He was touching her, but it wasn’t enough and he knew exactly what she meant. Releasing her breasts, he put his arms around her and drew her against him, skin to skin, and they both murmured at the intense pleasure in the contact. He bent his head and sought her mouth, and the passionate kiss they exchanged sent fiery streamers of desire streaking through his body, demanding more, more, more.

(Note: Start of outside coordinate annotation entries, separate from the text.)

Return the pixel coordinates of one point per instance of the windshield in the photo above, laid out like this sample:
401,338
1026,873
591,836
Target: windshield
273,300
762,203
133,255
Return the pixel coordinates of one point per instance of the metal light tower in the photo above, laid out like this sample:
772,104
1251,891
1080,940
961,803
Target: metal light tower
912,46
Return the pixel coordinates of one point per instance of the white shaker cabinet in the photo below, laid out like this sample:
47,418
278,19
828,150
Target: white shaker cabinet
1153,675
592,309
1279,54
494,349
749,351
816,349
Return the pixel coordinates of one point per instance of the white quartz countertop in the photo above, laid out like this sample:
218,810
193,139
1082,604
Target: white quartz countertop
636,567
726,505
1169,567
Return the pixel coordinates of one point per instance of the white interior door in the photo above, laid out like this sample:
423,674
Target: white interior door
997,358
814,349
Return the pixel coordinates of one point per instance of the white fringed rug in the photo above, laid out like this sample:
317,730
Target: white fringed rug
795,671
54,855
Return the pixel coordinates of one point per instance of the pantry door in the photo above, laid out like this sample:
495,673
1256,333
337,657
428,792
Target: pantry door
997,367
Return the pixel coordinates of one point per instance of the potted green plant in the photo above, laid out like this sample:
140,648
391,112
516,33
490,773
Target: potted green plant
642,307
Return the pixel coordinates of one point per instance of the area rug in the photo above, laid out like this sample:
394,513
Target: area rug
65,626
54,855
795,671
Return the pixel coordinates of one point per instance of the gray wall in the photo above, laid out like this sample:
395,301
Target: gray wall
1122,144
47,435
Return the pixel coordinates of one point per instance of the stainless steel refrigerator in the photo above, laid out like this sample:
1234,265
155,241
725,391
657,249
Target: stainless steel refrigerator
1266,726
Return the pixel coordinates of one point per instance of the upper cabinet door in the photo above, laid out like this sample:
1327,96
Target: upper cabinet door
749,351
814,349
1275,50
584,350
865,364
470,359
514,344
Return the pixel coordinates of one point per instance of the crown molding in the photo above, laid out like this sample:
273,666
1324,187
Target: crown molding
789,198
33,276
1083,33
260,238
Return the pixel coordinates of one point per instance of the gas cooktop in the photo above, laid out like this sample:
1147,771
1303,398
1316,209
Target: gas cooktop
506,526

He lifted her into his arms without breaking the kiss and carried her to the wide sofa in front of the old stone fireplace. On the rug, he stood her on her feet again. He wanted her naked, wanted to touch every gently curving inch, wanted to explore her secrets, to wallow in the familiar and to discern the changes the years had wrought. He unsnapped her pants and tugged them down, slipping his thumbs into the black cotton bikini briefs she wore and taking them off in the same motion. They pooled around her ankles and he took a moment to slip her feet out of her shoes and socks, then sat back on his heels and looked up the length of her.

Her face grew pink. She made an involuntary gesture as if to cover herself and he chuckled, catching her wrists and holding them at her sides. “Don’t. I want to see you.” He leaned forward and pressed a kiss to the soft curve of her belly, just above the dark tangle of curls. “How can you still be so beautiful?”

She laughed, although the sound was strained. “I have stretch marks.” But her hands gently sifted through his hair, scratching lightly over his scalp and sending shivers of arousal through him. “You’ve got on too many clothes.”

He rose. “That can be fixed.” He pulled her hands toward him and set them at the buckle of his belt. “Help me.”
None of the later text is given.